Cerpen

Ratih Tanpa Smartphone (Bagian-15): Salim Rintang Halaban

person access_time 4 years ago
Ratih Tanpa Smartphone (Bagian-15): Salim Rintang Halaban

Ilustrasi: Nurmaya Liwang (kaltimkece.id)

Untung tak dapat diraih, malang tak dapat ditolak. 
(Ingin membaca cerita bersambung ini dari awal? Ketuk di sini).

Ditulis Oleh: Es Pernyata
Rabu, 16 Oktober 2019

TIDAK ada yang lebih berkuasa daripada Yang Maha Kuasa. Tidak yang lebih menentukan daripada Yang Maha Menentukan. Dialah Yang Maha Pengasih lagi Maha Penyayang.

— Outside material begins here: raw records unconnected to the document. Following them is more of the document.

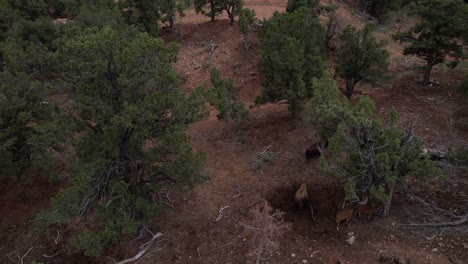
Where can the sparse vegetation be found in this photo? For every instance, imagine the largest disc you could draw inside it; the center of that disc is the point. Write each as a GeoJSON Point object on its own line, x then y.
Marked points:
{"type": "Point", "coordinates": [439, 34]}
{"type": "Point", "coordinates": [292, 53]}
{"type": "Point", "coordinates": [216, 7]}
{"type": "Point", "coordinates": [246, 18]}
{"type": "Point", "coordinates": [266, 228]}
{"type": "Point", "coordinates": [105, 128]}
{"type": "Point", "coordinates": [370, 155]}
{"type": "Point", "coordinates": [361, 58]}
{"type": "Point", "coordinates": [223, 95]}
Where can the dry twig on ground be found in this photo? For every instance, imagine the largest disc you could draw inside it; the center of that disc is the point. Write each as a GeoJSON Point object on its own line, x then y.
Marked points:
{"type": "Point", "coordinates": [266, 227]}
{"type": "Point", "coordinates": [433, 216]}
{"type": "Point", "coordinates": [143, 248]}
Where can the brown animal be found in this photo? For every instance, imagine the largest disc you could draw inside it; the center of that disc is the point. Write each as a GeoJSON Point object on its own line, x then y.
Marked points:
{"type": "Point", "coordinates": [302, 196]}
{"type": "Point", "coordinates": [344, 215]}
{"type": "Point", "coordinates": [367, 210]}
{"type": "Point", "coordinates": [315, 150]}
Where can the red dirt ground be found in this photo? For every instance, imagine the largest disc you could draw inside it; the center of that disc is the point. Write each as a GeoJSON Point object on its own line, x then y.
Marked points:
{"type": "Point", "coordinates": [191, 234]}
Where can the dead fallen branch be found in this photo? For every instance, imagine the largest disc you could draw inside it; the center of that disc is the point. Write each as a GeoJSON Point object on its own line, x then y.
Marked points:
{"type": "Point", "coordinates": [436, 216]}
{"type": "Point", "coordinates": [221, 213]}
{"type": "Point", "coordinates": [57, 238]}
{"type": "Point", "coordinates": [266, 227]}
{"type": "Point", "coordinates": [463, 219]}
{"type": "Point", "coordinates": [144, 248]}
{"type": "Point", "coordinates": [52, 256]}
{"type": "Point", "coordinates": [264, 151]}
{"type": "Point", "coordinates": [229, 243]}
{"type": "Point", "coordinates": [21, 259]}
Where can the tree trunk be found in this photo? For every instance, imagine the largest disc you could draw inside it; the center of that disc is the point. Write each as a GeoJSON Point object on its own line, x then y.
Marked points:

Allah menyayangi Ratih dan Ipeth. Sepeda motor mereka keluar jalur saat Ratih gugup dan tak menyangka tiba-tiba sebuah mobil pikap datang dari depan dengan kecepatan tinggi pula.

Mobil itu sudah tak tampak dari pandangan mata. Ia tetap melaju karena tak merasa ada benturan apa-apa. Sopirnya pun tak tahu bahwa sepeda motor dan pengendara yang berpapasan dengannya keluar jalur.

Ratih sempat kehilangan kesadarannya beberapa detik saat setang sepeda motor lari ke kiri dan menerabas semak. Saat ia mendengar Ipeth berteriak ketakutan, ia mencoba mengendalikan setang itu. Untung tak dapat diraih, malang tak dapat ditolak, sepeda motor oleng dan terhenti karena beberapa anak pohon halaban dan sirih-sirihan menghentikannya.

Ratih dan Ipeth jatuh di sebelah kiri sepeda motor. Ipeth segera berdiri menolong Ratih. Dasar, Ratihnya malah cengengesan dan balas memeriksa tubuh Ipeth.

Ratih melompat ke arah sepeda motor dan menghentikan mesin sepeda motor itu. Berdua mereka mendorong sepeda motor itu kembali ke jalan raya.

"Kamu itu pintar tapi ceroboh," sungut Ipeth sambil merapikan baju dan membersihkan rumput yang masih melekat di tubuhnya.

"Banyak orang berhasil karena belajar dari kesalahan. Jadi, ambil hikmahnya saja."

"Bukannya meminta maaf, malah mencari dalih," kata Ipeth lagi tanpa bisa menutupi kekesalannya kepada Ratih yang sudah diingatkan jangan terlalu laju memacu sepeda motornya.

"Ya, ya. Aku minta maaf. Tapi kita juga harus bersyukur."

"Bah."

"Ya, dong. Coba seandainya saat aku gugup tadi, sepeda motornya lari ke kanan."

"Nauudzubillah."

"Bisa tinggal nama."

"Hiiiiii."

"Jadi, aku ini telah menyelamatkanmu sehingga kamu tidak mati muda. Masih bujangan. Perawan. Kasihan."

"Hussst."

"Benar, kan? Sini, cium tanganku!" Perintah Ratih seraya menyodorkan tangannya kepada Ipeth. Ipeth menepis tangan itu. Ratih meringis

"Sakit, oi."

"Sakit mana dibanding terjun ke jurang."

"Doanya jelek."

"Aku tidak mendoakanmu. Ini peringatan. Peringatan keras, tahu?"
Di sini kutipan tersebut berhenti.